Aradan üç gün geçmişti. Velma’nın geldiği gün İstanbul’a giden Süleyman, balıkhaneye yeni gelmişti ki kapıda kendilerini bekleyen biri vardı.
‘’ Merhaba Süleyman abi. ‘’Ben Tatlısu’dan Ömer’in büyük abisi İsmail. Babamın da ayrıca selamı var. Ömer dört gündür kayıp ne ölüsü ne dirisinden haber var’’ ‘’Hoş geldin hele gel içeri. Derdin neymiş anlayalım.’’
‘’Ağzını hayra aç oğlum, gel hele.’’
Balıkhanenin arkasındaki yazıhanenin içine geçtiler.
‘’Otur oğlum hele bir sakinleş, tanımam mı seni, çocukluğunuzu bilirim.’’
Süleyman koltuğa sırtını dayayıp, elini masanın üzerindeki sigaraya uzattı. Yokluğunda buralarda bir şeyler dönmüştü anlaşılan, Velma’nın hallerinden belliydi. Gömleğinin cebinden sigarasını çıkarıp, paketten bir sigara çekti, yakmak için çakmak aranmaya başladığı an İsmail çakmağını uzattı “Buyur abi‘’
‘’Oğlum bize iki çay alıver’’
‘’Yakar mısın İsmail?’’
‘’Yok abi sağ ol’’
‘’Abi ben kardeşim Ömer’i arıyorum. Tanırsın, sana bazen balık getirirdi ’’
‘’Tanıyorum’’ dedi Süleyman.
‘’Tanımam mı, ama son bir haftadır hiç görmedim. Bir ara buralarda gözüktü ama öyle konuşmuşluğumuz falan olmadı. Bizim meyhaneye de pek uğramaz.’’
Çayları getiren Velma çayları ağırdan alarak masaya bırakırken, can kulağıyla onların konuşmalarını dinliyordu.
‘’Velma bak misafirim var. Hadi bize biraz balık hazırla.’’ ‘’Balıkçıya balık ikramda bulunmak, tereciye tere satmak gibi bir şey oldu ama, istersen köfte attırayım.’’
‘’ Velma, köfte, köfte çıkar. Balık iptal.”
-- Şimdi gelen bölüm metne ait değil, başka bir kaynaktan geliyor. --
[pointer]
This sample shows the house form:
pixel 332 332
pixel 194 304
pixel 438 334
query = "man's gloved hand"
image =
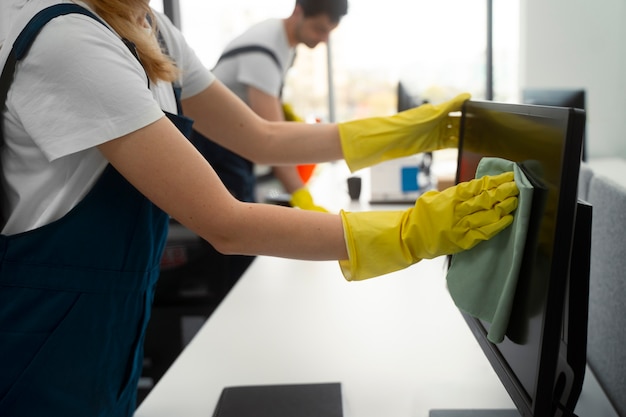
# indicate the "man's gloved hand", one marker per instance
pixel 426 128
pixel 440 223
pixel 302 199
pixel 291 115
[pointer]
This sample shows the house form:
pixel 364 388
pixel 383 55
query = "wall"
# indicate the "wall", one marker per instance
pixel 580 43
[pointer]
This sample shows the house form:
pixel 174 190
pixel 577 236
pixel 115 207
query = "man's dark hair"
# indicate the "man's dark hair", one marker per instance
pixel 334 9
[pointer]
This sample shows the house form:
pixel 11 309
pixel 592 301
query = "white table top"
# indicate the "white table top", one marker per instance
pixel 396 343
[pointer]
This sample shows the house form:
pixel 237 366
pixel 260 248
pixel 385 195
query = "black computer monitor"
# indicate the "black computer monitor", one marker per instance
pixel 541 362
pixel 557 97
pixel 406 100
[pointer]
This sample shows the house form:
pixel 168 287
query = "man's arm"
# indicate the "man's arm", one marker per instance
pixel 270 108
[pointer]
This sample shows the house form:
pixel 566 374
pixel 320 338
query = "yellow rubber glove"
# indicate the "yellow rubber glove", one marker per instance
pixel 426 128
pixel 290 115
pixel 302 199
pixel 440 223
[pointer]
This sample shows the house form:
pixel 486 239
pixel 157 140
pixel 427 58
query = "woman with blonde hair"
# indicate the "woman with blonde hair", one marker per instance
pixel 94 163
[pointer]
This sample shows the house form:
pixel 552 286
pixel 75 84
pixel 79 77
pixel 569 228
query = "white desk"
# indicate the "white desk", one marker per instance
pixel 397 343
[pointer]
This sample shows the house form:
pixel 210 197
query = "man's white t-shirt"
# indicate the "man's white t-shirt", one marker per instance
pixel 78 87
pixel 257 69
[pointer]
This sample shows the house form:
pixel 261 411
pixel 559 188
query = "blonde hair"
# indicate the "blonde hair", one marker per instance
pixel 126 18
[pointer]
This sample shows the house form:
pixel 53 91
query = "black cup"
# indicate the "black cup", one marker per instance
pixel 354 187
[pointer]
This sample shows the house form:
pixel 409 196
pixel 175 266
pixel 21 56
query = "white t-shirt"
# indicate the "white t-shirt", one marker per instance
pixel 78 87
pixel 257 69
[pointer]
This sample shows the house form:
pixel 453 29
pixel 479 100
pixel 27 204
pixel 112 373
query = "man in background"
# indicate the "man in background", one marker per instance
pixel 254 66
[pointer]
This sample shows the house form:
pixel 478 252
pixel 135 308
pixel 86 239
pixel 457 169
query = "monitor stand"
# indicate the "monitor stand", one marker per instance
pixel 474 413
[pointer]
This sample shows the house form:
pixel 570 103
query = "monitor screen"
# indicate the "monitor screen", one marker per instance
pixel 546 142
pixel 557 97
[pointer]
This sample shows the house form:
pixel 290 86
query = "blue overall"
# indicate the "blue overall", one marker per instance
pixel 75 299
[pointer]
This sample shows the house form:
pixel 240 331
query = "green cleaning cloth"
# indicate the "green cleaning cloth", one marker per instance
pixel 482 280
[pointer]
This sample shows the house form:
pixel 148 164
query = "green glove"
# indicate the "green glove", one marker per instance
pixel 302 198
pixel 440 223
pixel 426 128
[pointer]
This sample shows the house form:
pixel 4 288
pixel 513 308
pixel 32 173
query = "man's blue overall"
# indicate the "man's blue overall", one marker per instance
pixel 75 299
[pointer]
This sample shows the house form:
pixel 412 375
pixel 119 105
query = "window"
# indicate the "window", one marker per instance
pixel 436 47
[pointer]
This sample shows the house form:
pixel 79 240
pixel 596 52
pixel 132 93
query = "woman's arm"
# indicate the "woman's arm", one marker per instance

Tekrar masasına dönen Süleyman
‘’Bak İsmail, böyle olmaz, baban kırk yıllık dostum oğlum. Şimdi dükkana geçer hem yer hem içer hem de bana neler olduğunu anlatırsın.’’
***
Onların tabiriyle Ayşe çiftliğe renk katmış Zeynep’e çok iyi bir arkadaş olmuştu. Artık evin bütün işleriyle beraber ilgileniyorlar, hatta Zeynep’e iş yaptırmıyor, “Sen hamilesin, yorulmaman gerek” diyordu. Ömer ile Hasan hayvanların, ağaçların bakımlarını yapıyor, sık sık da balığa çıkıyorlardı. Çiftliğin alışverişlerini Hasan yapıyor, Ömer çiftlik dışına pek çıkmıyordu. Bir gün Hasan’ın abisi geldi çiftliğe. Hasan’la pek geçinemiyorlardı. Bu çiftlik nedeniyle epey tartışmışlardı, ama babaları böyle olacak deyince fazla ısrarcı olamamıştı.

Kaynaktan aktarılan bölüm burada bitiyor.